Minimize disruptions from decommissioning
Why does this matter?
AI products may fail or need to be stopped abruptly. This can cause disruptions in clinical workflow and healthcare operations. If the AI product is used in a critical task, sudden changes to the product could lead to patient harm.
How to do this?
Step 1: Assess preparedness
- Maintain protocols at the time of AI product rollout for what to do in the event of decommissioning.
- Have a clear process whereby the healthcare delivery setting can turn off the AI product.
- Maintain communication and data streams related to the AI product with developers to monitor performance post-rollout
- Maintain communication with end-users and affected clinicians about decisions to decommission AI products and incorporate feedback.
- Follow steps to decide when to decommission an AI product.
Step 2: Keep stable components of the solution running
- Work with the AI product developer to understand which components of the solution are unstable and need to be decommissioned.
- Maintain stable components of the solution, which may continue to be helpful, even if an AI model is no longer meeting performance expectations.
- Consider turning off isolated, unstable components of the solution, while continuing to run more stable components of the solution. Work with the AI product developer to uncouple unstable components from stable components.

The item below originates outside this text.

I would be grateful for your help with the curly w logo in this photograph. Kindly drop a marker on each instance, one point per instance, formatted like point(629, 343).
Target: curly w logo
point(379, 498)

Step 3: Empower the clinical lead to transition to a new workflow
- Ask the clinical lead for the AI product to help identify an alternate workflow optimized for patient care.

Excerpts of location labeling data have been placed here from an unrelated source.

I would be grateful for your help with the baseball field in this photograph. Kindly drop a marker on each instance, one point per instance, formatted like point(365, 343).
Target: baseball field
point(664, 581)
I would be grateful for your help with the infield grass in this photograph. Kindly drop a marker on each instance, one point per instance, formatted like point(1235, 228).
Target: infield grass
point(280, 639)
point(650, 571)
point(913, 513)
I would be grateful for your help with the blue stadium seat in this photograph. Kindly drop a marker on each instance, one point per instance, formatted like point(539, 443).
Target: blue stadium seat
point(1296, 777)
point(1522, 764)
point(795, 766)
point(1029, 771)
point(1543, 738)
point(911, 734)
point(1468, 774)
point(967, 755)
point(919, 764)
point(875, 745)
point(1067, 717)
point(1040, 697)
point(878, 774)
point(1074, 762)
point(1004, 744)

- Rely upon artifacts and documentation from prior work to rapidly develop this new workflow.
- Consider shifting data synthesis or analysis tasks from a faulty AI system to a human clinical expert.
- Ensure that incentives are aligned to compensate and promote the additional labor burden that may be added to a clinician role in the new workflow.

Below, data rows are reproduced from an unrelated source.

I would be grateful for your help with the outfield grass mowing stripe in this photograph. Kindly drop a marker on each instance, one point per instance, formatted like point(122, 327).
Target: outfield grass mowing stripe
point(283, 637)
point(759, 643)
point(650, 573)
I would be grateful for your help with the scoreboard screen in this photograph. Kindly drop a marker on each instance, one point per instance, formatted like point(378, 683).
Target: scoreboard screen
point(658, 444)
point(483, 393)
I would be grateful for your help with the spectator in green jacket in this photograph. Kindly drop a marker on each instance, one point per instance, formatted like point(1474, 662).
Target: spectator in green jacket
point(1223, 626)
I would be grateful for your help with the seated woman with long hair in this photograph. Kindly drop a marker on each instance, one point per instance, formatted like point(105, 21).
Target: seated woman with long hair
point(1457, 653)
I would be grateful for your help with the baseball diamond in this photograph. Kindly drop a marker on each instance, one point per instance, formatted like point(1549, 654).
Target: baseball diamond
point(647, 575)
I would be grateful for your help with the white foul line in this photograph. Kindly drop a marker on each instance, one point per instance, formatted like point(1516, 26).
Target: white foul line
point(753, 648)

- Ensure that the clinical lead is empowered with support personnel and technical assistance to transition to the new workflow.
“Obviously, you know, the stakeholders… especially for clinical solutions, who are dependent on those solutions have to be given an alternative that they see as more beneficial than what you’re decommissioning.”Technical Leader
Step 4: Generate and dissemination information about decommissioning
- See how to disseminate information about updates to end users for details.
Step 5: Closely monitor the care delivery setting and work environment
- Continue to monitor clinical and process measures and the work environment after the AI product is decommissioned.
- Assess improvements in quality of care.
- Return to problem assessment and consider new potential approaches to address the problem if the clinical problem persists and remains an organizational priority.